Henry Fielding: The History of Tom Jones, a foundling

BOOK XVII. CONTAINING THREE DAYS.
6. Chapter vi. In which Mrs Miller pays a visit... (continued)

This letter did very little service to his cause; for it consisted of little more than confessions of his own unworthiness, and bitter lamentations of despair, together with the most solemn protestations of his unalterable fidelity to Sophia, of which, he said, he hoped to convince her, if he had ever more the honour of being admitted to her presence; and that he could account for the letter to Lady Bellaston in such a manner, that, though it would not entitle him to her forgiveness, he hoped at least to obtain it from her mercy. And concluded with vowing that nothing was ever less in his thoughts than to marry Lady Bellaston.

Though Sophia read the letter twice over with great attention, his meaning still remained a riddle to her; nor could her invention suggest to her any means to excuse Jones. She certainly remained very angry with him, though indeed Lady Bellaston took up so much of her resentment, that her gentle mind had but little left to bestow on any other person.

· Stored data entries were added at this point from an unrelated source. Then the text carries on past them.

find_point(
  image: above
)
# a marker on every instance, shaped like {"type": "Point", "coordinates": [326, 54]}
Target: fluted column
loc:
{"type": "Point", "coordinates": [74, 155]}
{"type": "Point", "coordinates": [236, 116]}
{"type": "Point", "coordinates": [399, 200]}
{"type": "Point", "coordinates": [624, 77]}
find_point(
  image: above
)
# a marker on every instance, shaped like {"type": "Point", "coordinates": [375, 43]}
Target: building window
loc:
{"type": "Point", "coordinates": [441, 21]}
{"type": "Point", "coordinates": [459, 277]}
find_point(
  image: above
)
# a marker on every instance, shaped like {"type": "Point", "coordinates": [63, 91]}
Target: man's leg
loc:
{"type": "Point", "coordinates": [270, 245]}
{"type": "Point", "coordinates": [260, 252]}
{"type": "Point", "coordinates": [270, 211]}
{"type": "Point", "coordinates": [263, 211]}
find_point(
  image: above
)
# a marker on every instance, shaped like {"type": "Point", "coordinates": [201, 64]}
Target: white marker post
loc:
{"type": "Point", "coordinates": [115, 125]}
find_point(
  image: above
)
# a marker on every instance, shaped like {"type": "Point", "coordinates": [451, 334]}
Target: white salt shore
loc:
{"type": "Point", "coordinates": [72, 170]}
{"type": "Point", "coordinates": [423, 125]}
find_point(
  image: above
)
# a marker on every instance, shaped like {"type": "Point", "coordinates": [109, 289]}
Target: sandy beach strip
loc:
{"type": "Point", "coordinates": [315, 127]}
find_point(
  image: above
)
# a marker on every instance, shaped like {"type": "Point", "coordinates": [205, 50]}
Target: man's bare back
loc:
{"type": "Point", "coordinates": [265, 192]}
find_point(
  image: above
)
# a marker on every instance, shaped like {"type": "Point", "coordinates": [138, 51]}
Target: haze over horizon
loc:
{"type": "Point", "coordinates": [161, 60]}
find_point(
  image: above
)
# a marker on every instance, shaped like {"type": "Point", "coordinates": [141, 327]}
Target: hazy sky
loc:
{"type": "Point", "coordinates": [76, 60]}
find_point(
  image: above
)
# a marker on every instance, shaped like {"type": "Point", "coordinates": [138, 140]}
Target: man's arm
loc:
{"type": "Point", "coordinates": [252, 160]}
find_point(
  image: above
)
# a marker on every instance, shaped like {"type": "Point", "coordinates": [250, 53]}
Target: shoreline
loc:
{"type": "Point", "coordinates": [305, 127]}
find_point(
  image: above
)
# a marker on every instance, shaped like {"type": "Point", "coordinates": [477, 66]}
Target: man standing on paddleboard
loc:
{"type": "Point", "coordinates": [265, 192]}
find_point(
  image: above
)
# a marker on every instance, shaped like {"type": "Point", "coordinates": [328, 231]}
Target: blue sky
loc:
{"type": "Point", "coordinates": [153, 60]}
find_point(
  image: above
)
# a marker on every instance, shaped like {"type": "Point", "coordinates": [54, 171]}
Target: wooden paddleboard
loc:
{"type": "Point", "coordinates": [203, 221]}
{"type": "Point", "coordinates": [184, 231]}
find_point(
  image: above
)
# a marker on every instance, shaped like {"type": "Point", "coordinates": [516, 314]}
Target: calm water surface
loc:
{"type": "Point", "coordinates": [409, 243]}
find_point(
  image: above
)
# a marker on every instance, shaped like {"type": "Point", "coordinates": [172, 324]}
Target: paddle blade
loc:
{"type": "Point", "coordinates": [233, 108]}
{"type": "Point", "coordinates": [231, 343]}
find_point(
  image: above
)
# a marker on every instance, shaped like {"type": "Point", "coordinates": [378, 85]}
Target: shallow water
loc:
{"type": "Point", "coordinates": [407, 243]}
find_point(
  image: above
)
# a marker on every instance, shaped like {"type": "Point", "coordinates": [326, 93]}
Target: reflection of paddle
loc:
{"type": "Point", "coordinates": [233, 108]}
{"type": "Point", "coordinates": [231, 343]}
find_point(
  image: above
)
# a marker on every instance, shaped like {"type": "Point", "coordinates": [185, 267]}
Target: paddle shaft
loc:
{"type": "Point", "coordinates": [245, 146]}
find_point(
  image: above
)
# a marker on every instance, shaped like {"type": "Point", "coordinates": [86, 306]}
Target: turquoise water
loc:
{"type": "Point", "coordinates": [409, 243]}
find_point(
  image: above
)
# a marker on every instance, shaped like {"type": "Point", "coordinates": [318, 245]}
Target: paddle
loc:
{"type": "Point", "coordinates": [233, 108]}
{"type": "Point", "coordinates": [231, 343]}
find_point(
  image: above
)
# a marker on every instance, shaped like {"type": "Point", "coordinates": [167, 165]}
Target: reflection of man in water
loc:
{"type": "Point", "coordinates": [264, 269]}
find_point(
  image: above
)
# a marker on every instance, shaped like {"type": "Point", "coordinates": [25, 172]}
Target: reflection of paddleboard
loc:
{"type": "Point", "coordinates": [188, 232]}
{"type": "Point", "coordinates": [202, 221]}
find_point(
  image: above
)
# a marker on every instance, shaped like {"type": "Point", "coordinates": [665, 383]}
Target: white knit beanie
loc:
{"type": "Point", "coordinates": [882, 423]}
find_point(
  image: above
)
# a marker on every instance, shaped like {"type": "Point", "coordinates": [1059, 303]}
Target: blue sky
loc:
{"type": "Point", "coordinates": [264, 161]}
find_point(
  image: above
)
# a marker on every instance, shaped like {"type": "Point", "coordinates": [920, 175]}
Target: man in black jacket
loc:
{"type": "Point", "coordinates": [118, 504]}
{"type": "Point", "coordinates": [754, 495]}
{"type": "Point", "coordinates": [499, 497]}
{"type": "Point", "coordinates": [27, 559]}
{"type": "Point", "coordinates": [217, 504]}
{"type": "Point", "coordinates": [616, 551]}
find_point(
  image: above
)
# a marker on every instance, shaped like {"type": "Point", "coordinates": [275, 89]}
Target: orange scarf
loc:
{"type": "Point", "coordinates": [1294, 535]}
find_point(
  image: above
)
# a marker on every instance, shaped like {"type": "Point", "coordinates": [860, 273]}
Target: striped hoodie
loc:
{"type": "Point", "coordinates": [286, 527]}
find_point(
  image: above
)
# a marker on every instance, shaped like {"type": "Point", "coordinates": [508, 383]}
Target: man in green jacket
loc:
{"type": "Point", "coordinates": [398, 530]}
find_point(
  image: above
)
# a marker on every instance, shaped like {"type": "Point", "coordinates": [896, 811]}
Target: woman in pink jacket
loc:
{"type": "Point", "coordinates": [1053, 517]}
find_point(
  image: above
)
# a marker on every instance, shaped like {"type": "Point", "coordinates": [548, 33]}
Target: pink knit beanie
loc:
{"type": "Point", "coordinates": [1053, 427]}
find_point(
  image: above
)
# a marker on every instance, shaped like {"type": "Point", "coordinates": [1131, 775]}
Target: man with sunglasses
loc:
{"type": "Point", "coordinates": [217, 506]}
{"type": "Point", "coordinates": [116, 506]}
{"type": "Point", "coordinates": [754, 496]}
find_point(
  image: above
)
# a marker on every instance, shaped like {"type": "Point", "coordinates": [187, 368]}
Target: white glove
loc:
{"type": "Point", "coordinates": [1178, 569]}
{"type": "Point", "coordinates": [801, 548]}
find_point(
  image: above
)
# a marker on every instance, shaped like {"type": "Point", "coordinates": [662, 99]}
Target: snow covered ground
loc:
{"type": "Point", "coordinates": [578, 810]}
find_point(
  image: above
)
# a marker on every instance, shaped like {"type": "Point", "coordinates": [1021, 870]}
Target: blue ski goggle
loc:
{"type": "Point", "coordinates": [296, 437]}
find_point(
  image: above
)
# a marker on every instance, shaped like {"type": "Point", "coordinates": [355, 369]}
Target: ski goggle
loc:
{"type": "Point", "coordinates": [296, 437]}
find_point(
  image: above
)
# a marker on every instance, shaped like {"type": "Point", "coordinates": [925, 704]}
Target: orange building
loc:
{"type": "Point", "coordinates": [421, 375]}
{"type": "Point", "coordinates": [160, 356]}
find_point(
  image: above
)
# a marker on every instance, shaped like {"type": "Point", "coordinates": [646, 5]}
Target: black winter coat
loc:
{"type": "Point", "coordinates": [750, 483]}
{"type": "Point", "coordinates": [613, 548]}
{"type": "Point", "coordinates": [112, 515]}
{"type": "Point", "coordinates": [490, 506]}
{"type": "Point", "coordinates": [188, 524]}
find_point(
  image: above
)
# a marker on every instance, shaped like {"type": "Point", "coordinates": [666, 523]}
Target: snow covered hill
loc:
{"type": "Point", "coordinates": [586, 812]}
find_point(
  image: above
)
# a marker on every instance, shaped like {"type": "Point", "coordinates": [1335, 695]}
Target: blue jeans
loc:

That lady was most unluckily to dine this very day with her aunt Western, and in the afternoon they were all three, by appointment, to go together to the opera, and thence to Lady Thomas Hatchet's drum. Sophia would have gladly been excused from all, but would not disoblige her aunt; and as to the arts of counterfeiting illness, she was so entirely a stranger to them, that it never once entered into her head. When she was drest, therefore, down she went, resolved to encounter all the horrors of the day, and a most disagreeable one it proved; for Lady Bellaston took every opportunity very civilly and slily to insult her; to all which her dejection of spirits disabled her from making any return; and, indeed, to confess the truth, she was at the very best but an indifferent mistress of repartee.

Another misfortune which befel poor Sophia was the company of Lord Fellamar, whom she met at the opera, and who attended her to the drum. And though both places were too publick to admit of any particularities, and she was farther relieved by the musick at the one place, and by the cards at the other, she could not, however, enjoy herself in his company; for there is something of delicacy in women, which will not suffer them to be even easy in the presence of a man whom they know to have pretensions to them which they are disinclined to favour.